JAYAPURA, HarianTerbaruPapua.com – Komisi Nasional Hak Asasi Manusia (Komnas HAM) Republik Indonesia Perwakilan Papua terus menindaklanjuti dua kasus penembakan yang terjadi pada September lalu di Kota Jayapura dan Kabupaten Keerom. Sebagai bagian dari proses investigasi, Komnas HAM telah meminta keterangan dari dua oknum anggota TNI yang kini berstatus tersangka.
Permintaan keterangan dilakukan di Rumah Tahanan Militer (RTM) Waena, Jayapura, pada Kamis (23/10/2025). Kedua prajurit tersebut sebelumnya terlibat dalam dua peristiwa penembakan yang menewaskan warga sipil dan anggota TNI sendiri.
Kasus pertama terjadi pada 3 September 2025 di kawasan Entrop, Kota Jayapura, di mana korban Obet Manaki, seorang tukang parkir, tewas tertembak oleh oknum anggota TNI dari Pomdam XVII/Cenderawasih, berinisial Pratu TB.

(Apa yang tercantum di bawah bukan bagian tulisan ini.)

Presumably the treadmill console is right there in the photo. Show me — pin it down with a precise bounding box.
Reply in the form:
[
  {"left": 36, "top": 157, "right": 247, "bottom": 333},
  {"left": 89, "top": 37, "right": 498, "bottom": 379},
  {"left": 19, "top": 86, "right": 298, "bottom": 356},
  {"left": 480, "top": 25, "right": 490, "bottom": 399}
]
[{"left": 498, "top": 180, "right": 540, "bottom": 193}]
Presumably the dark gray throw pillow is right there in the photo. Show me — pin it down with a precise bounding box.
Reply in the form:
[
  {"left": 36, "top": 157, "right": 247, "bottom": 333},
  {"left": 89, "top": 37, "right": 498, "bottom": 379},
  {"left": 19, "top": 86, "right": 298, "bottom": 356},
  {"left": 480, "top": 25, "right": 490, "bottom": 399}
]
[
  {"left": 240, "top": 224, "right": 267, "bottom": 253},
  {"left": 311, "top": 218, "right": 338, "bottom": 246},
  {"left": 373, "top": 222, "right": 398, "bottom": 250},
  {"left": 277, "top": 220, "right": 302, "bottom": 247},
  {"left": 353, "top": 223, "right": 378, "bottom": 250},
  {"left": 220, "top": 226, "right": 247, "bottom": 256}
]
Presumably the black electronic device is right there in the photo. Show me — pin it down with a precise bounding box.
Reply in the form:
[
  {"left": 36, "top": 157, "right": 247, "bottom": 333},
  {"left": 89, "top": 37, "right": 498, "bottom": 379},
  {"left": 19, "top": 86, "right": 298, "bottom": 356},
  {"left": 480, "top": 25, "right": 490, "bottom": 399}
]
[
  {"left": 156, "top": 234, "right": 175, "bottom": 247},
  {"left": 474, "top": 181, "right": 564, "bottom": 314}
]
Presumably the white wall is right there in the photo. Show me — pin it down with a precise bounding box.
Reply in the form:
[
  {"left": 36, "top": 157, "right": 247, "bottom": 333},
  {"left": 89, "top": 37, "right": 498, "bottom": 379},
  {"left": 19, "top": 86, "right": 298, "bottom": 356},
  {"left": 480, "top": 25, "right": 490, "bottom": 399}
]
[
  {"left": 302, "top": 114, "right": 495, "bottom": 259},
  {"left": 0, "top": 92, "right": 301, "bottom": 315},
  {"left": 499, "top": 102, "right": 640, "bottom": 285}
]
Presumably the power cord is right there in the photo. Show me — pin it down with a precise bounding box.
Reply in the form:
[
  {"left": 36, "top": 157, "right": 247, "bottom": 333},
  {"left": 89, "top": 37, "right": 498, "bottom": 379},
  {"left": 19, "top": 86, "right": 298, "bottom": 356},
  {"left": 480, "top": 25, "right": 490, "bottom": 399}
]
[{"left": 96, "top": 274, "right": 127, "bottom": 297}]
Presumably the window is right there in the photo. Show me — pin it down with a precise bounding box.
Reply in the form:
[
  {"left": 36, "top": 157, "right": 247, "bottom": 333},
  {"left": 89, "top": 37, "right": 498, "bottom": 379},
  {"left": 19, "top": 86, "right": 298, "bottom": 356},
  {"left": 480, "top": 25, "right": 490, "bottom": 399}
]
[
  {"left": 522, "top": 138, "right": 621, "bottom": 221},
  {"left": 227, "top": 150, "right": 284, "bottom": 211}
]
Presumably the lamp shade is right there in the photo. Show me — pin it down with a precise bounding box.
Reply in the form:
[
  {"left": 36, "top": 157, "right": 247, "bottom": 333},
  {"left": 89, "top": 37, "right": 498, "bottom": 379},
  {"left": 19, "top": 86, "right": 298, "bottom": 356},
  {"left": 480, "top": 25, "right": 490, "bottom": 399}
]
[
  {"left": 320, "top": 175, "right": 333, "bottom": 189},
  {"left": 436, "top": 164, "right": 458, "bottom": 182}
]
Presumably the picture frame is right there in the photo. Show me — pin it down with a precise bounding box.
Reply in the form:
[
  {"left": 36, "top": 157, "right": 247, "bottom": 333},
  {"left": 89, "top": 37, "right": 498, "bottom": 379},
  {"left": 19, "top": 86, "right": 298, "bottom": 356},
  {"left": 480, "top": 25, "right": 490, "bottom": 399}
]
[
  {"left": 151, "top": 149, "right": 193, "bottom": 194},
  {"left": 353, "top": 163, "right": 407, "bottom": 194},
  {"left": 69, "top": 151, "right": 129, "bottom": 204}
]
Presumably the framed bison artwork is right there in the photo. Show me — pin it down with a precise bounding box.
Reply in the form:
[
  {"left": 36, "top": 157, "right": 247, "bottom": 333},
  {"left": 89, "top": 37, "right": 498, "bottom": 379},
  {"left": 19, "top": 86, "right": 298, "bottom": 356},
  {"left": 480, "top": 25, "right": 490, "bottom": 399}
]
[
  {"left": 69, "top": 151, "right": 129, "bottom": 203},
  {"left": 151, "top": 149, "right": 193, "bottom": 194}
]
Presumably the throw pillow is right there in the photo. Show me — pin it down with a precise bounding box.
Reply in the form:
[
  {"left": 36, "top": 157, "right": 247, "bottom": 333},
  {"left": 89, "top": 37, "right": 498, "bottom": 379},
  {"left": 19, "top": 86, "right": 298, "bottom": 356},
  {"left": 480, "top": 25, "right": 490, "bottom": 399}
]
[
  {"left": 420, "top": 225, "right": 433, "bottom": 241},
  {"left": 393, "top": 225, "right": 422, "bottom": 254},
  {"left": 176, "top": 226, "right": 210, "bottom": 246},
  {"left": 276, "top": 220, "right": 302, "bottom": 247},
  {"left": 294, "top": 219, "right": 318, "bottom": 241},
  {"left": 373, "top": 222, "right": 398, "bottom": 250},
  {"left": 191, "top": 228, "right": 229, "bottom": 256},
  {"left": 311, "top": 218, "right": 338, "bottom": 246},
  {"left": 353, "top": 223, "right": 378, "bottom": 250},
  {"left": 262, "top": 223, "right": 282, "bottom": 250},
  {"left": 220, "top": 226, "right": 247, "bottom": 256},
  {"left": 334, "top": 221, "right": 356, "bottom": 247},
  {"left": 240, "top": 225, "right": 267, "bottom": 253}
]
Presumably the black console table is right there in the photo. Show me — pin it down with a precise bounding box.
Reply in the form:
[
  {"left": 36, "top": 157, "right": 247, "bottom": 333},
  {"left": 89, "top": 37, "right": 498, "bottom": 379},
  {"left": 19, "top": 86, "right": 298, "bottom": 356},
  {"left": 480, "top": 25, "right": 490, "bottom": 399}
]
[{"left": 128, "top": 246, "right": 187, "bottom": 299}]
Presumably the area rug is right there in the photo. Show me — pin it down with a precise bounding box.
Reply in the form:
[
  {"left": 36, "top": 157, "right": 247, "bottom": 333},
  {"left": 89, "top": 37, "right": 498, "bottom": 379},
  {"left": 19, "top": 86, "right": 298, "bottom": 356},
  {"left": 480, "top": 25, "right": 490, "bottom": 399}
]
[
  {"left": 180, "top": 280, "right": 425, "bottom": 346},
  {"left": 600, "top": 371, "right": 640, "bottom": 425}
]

Sementara kasus kedua terjadi pada 7 September 2025 di Distrik Waris, Kabupaten Keerom, melibatkan Komandan Tim Satgas Ketapang, Kapten Inf J, yang diduga menembak Praka Petrus Muenda, seorang prajurit yang telah lama meninggalkan tugas dan menetap bersama keluarganya di Waris.
Kepala Komnas HAM RI Perwakilan Papua, Frits Ramandey menyampaikan bahwa pemeriksaan terhadap dua oknum TNI tersebut merupakan langkah penting dalam melengkapi data dan fakta investigasi yang sedang berlangsung.
“Mendengarkan langsung keterangan dari dua anggota TNI yang kini berstatus tersangka menjadi bagian penting dalam proses investigasi kami. Keduanya sudah ditetapkan sebagai tersangka di Oditurat Militer (Otmil) IV/20 Jayapura, di bawah Kodam XVII/Cenderawasih,” ujar Frist Ramandey, Senin (27/10/2025).
Komnas HAM mengapresiasi pihak Oditurat Militer (Otmil) Jayapura yang telah memberikan akses kepada tim untuk melakukan pemeriksaan, mengingat sebelumnya akses terhadap tersangka militer yang sedang menjalani proses hukum kerap terbatas.
“Ini merupakan langkah positif dari pihak Otmil Jayapura, dan bisa menjadi contoh praktik baik dalam penanganan kasus hukum yang melibatkan anggota TNI,” tambahnya.
Meski begitu, Komnas HAM Papua menegaskan bahwa langkah mereka tidak dimaksudkan untuk mengintervensi proses hukum militer yang sedang berjalan. Namun lembaga tersebut mengingatkan pentingnya keterbukaan informasi publik dalam proses peradilan, terutama demi memenuhi rasa keadilan bagi keluarga korban.
“Kami berharap proses persidangan di pengadilan militer dapat dilakukan secara terbuka untuk umum, agar masyarakat dapat mengawasi dan keluarga korban memperoleh keadilan,” tutup Frist Ramandey.
Komnas HAM menegaskan komitmennya untuk terus memantau jalannya proses hukum terhadap dua kasus penembakan tersebut hingga ada kepastian hukum dan keadilan bagi para korban dan keluarganya.